Just in case you haven’t explored the Great Golden Word of “No”, below are some RED FLAGS that should alert you to a bad future client experience:
- Haste (makes waste): The potential client sends out an SOS distress call (“I need you to do this for me right away!!!”) before establishing a business relationship, asking anything about your expertise level, or even your rates. There’s an underlying assumption that you will (a) want/need the work at (b) any rate they’re willing to pay and (c) can get the work done in 24 hours or less. Just because they are in a hurry to finish their badly organized project, somehow, their issue is now your issue.

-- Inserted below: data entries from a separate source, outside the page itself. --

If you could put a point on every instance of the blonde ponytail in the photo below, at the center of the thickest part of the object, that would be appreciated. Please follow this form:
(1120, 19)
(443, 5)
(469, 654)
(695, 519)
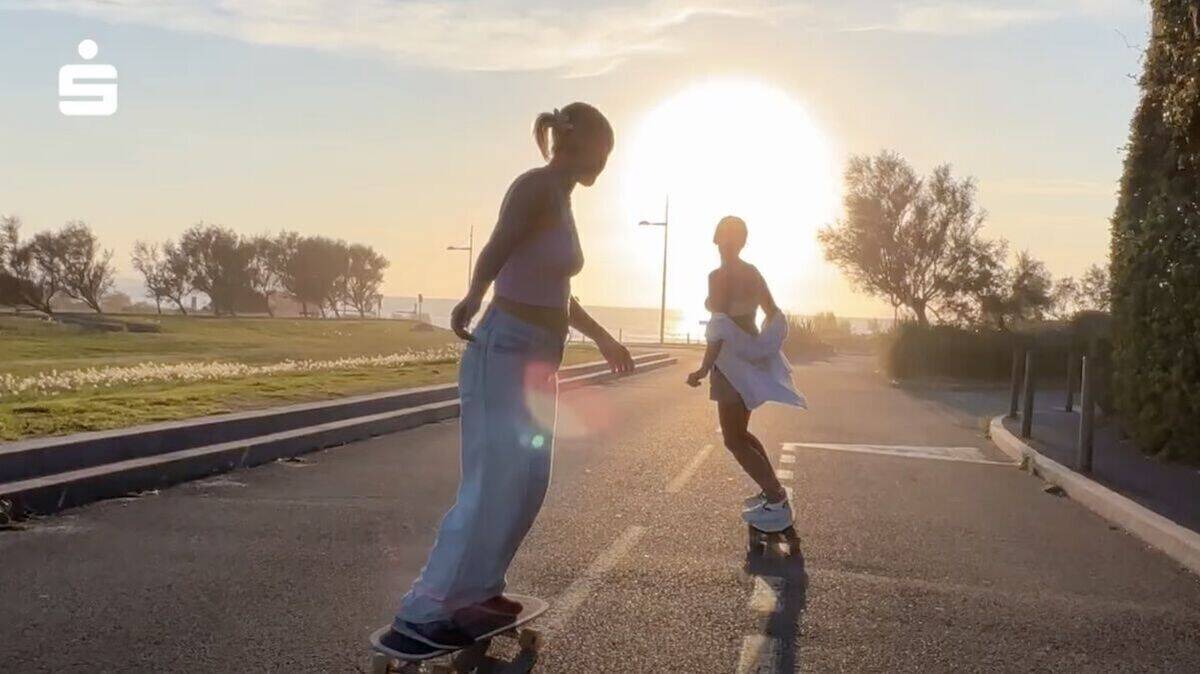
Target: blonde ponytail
(541, 127)
(551, 130)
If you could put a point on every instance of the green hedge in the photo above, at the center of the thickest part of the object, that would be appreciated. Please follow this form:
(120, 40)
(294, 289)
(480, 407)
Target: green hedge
(943, 350)
(1156, 245)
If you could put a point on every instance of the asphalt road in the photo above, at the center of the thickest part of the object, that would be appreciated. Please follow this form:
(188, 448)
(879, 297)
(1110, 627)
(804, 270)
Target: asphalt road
(946, 559)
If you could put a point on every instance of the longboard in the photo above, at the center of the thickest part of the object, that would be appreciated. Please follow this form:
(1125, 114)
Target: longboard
(411, 654)
(760, 540)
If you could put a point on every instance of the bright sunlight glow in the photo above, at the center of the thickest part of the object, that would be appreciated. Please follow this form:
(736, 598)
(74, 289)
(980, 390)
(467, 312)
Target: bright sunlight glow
(730, 148)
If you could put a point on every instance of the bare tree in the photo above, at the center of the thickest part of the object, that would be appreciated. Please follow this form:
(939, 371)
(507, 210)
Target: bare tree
(267, 265)
(87, 271)
(175, 275)
(10, 286)
(1066, 298)
(37, 268)
(220, 264)
(912, 241)
(1026, 294)
(1093, 289)
(364, 277)
(148, 262)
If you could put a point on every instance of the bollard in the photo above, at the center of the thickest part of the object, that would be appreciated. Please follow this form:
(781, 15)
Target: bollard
(1086, 416)
(1072, 378)
(1015, 393)
(1027, 403)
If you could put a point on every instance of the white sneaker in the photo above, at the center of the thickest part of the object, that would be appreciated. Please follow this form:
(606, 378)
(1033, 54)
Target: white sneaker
(769, 517)
(754, 501)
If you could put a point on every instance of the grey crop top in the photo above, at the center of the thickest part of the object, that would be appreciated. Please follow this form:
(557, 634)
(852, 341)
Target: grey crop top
(540, 268)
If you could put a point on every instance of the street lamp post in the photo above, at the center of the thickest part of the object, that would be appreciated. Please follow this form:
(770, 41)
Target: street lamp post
(471, 252)
(663, 307)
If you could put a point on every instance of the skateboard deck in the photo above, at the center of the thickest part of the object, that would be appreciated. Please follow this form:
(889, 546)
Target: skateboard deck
(411, 654)
(760, 540)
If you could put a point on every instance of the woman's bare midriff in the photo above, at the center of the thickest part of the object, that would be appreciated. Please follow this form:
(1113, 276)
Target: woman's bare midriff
(550, 318)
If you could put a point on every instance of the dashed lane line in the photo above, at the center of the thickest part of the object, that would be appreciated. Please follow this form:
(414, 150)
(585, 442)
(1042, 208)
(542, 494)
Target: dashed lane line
(564, 606)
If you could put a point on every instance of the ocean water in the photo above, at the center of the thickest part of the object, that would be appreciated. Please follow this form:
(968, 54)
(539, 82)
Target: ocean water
(630, 324)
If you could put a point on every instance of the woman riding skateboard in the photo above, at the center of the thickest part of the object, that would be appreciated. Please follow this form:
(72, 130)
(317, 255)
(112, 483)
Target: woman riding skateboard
(747, 368)
(508, 383)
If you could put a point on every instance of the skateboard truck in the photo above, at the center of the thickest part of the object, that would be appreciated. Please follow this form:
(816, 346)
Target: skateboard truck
(760, 540)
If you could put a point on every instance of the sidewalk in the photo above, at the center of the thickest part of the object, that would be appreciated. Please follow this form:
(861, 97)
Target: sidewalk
(1171, 489)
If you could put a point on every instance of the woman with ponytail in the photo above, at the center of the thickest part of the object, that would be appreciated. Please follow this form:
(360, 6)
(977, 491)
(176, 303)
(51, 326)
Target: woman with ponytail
(508, 384)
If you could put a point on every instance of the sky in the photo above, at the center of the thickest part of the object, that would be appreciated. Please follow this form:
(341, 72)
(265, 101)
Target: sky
(401, 124)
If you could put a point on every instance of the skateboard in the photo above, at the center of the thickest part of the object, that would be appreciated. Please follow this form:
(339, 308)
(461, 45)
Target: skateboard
(417, 654)
(760, 540)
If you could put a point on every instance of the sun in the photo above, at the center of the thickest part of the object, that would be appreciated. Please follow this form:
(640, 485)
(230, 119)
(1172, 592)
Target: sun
(730, 148)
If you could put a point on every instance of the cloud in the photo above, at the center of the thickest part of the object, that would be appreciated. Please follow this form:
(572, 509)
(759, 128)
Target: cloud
(576, 38)
(954, 17)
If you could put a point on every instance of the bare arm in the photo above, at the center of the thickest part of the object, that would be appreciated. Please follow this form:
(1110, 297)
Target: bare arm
(520, 214)
(613, 351)
(714, 302)
(769, 308)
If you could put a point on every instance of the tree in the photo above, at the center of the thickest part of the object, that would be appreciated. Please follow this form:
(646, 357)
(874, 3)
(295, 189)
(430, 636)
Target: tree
(220, 264)
(1066, 298)
(10, 286)
(1093, 289)
(1031, 289)
(312, 270)
(267, 266)
(148, 262)
(912, 241)
(363, 277)
(175, 275)
(87, 271)
(1156, 244)
(1025, 294)
(36, 268)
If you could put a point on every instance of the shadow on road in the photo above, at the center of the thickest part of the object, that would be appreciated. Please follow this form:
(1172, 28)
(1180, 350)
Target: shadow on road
(787, 573)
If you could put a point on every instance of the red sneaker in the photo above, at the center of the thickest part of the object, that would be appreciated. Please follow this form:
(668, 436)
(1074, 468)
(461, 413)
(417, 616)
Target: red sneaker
(501, 605)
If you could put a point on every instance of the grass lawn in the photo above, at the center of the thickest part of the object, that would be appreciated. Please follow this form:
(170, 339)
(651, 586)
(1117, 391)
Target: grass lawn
(29, 347)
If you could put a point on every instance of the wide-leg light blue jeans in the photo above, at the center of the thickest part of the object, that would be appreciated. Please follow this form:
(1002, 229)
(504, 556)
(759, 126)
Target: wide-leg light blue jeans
(509, 390)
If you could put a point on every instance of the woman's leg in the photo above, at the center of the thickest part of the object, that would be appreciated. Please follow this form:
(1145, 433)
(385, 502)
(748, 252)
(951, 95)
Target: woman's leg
(747, 449)
(508, 398)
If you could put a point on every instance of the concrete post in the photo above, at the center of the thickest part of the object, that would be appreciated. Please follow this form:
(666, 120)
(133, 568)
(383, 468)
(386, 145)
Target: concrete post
(1015, 393)
(1072, 375)
(1027, 403)
(1086, 416)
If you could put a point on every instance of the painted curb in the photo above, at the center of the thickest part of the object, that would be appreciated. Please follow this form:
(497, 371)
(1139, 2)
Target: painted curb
(51, 493)
(1179, 542)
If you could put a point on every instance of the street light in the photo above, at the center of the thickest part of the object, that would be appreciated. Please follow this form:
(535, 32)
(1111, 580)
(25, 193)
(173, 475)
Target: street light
(663, 307)
(471, 252)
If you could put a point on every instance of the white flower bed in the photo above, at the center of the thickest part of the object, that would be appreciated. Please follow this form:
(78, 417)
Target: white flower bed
(54, 381)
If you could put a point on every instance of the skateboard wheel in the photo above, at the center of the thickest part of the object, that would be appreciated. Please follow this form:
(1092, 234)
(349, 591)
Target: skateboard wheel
(381, 663)
(531, 639)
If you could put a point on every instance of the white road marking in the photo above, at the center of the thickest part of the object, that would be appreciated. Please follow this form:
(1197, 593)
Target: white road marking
(564, 606)
(766, 593)
(689, 470)
(969, 455)
(759, 655)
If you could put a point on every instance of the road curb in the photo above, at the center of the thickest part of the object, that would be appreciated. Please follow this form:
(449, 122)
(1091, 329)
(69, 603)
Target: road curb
(42, 494)
(1179, 542)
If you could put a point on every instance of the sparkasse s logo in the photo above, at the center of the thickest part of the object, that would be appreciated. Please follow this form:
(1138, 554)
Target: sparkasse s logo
(88, 89)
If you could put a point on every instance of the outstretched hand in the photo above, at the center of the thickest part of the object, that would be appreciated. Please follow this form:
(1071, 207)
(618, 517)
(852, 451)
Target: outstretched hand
(619, 360)
(461, 316)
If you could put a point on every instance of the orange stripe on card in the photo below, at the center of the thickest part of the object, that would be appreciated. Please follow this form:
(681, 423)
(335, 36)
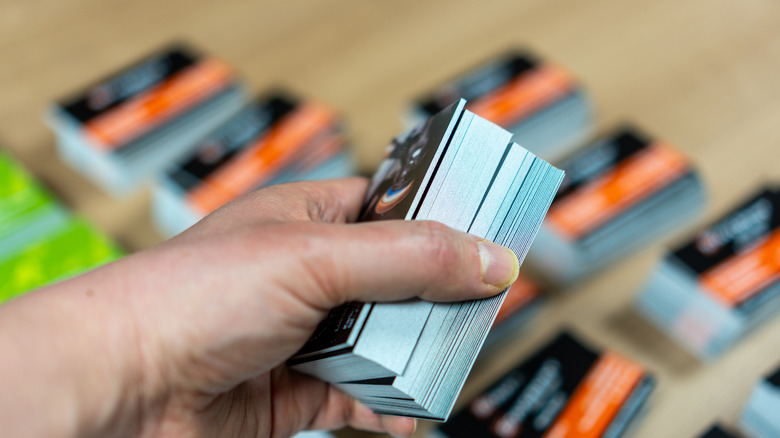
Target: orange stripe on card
(743, 275)
(523, 95)
(598, 398)
(142, 113)
(629, 182)
(263, 159)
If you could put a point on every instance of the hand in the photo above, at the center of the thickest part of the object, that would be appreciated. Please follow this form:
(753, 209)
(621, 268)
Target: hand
(190, 339)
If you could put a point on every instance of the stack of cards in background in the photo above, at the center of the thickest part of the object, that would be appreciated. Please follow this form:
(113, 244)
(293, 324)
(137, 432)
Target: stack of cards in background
(761, 416)
(275, 138)
(40, 242)
(566, 389)
(717, 431)
(619, 193)
(314, 434)
(135, 123)
(538, 101)
(520, 305)
(412, 358)
(713, 289)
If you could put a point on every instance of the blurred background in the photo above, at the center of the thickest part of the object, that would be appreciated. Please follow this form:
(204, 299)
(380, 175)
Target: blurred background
(701, 74)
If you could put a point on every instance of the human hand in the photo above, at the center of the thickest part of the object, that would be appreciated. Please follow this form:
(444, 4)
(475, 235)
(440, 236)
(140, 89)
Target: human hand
(190, 338)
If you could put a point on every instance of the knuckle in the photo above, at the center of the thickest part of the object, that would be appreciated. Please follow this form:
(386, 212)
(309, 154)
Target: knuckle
(440, 246)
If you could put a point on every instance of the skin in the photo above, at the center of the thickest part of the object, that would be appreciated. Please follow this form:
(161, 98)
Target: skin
(190, 338)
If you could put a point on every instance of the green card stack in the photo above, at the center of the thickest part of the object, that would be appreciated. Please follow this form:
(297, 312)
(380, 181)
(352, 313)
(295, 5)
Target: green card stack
(40, 241)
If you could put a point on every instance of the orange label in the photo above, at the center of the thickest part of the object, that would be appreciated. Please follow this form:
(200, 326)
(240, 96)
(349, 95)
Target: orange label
(522, 291)
(598, 398)
(142, 113)
(261, 160)
(742, 275)
(625, 185)
(523, 95)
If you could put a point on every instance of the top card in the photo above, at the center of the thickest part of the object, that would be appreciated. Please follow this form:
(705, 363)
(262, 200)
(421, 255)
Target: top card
(400, 183)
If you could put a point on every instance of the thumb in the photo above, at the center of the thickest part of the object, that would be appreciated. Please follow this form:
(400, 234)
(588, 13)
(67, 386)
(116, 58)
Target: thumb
(396, 260)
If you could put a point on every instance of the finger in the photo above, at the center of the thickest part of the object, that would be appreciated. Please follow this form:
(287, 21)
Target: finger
(307, 403)
(336, 201)
(395, 260)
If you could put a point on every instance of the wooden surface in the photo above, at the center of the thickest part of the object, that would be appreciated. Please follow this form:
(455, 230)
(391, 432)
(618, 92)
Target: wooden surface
(704, 74)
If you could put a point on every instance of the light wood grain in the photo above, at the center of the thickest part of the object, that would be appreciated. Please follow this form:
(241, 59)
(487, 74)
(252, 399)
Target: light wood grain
(702, 74)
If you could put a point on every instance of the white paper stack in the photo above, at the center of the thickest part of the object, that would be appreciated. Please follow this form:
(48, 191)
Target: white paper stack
(276, 138)
(621, 192)
(761, 416)
(713, 289)
(539, 102)
(411, 358)
(128, 127)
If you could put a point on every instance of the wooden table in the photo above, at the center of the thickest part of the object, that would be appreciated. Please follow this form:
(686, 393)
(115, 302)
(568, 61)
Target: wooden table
(703, 74)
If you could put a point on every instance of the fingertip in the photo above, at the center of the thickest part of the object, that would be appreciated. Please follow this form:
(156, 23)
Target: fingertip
(499, 265)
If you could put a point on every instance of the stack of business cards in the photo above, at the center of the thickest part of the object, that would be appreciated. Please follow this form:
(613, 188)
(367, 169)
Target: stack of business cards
(275, 138)
(133, 124)
(718, 431)
(621, 192)
(411, 358)
(523, 300)
(713, 289)
(761, 416)
(536, 100)
(40, 242)
(314, 434)
(566, 389)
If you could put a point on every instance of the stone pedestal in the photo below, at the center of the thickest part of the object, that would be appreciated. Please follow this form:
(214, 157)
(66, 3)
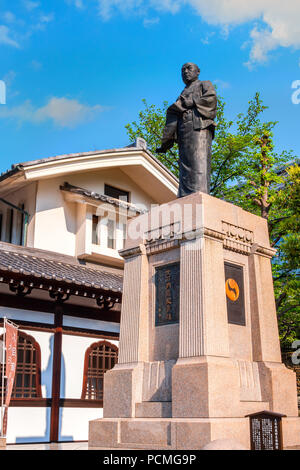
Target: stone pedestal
(188, 377)
(2, 443)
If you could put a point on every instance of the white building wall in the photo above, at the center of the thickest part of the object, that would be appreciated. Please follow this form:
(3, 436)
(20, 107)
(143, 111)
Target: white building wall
(32, 424)
(56, 225)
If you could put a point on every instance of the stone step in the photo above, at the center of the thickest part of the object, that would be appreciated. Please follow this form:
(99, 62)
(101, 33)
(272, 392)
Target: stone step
(153, 409)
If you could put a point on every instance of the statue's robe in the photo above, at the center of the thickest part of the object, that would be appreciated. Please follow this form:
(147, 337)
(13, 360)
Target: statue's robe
(190, 122)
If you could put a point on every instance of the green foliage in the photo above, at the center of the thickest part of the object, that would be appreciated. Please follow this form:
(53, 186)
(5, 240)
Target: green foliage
(249, 173)
(150, 127)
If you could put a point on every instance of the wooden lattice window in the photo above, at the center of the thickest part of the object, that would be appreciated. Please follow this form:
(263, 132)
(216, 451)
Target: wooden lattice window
(27, 382)
(99, 358)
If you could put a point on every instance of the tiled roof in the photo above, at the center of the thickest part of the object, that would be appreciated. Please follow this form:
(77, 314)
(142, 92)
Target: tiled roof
(100, 197)
(137, 146)
(51, 269)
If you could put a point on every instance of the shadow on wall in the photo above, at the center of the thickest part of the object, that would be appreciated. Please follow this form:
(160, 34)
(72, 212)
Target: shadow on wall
(47, 383)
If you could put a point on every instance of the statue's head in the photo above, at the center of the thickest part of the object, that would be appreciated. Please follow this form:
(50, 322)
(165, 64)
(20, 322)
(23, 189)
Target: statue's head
(189, 72)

- Haughty Tone: Always avoid the client who thinks that their insignificant pile of greenbacks should fascinate you to the point of accepting a bad job offer. “But I’m paying!” really means, “You’re probably so broke that you have to accept my rates that would maybe be acceptable in the Philippines.” Sorry, no I don’t have to accept your rates, especially if you are
- Requiring Uber-Expertise at Rock-Bottom Rates. This is Red Flag Ultimo Uno. Never, never, never accept a client who wants you to have a PhD plus 10 years’ experience in (whatever) field but wants to pay as if you’re a homeless person. This scenario is very common on contract job sites such as Freelancer.com, Upwork.com, Fiverr, etc. I’m a bargain-hunter too, but there are limits, and someone implying that my work is only worth rock-bottom rates has just qualified for the Jerk Award. Don’t insult the years that I’ve put into education and business by equating my work to the price of a McDonald’s Happy Meal. Get real!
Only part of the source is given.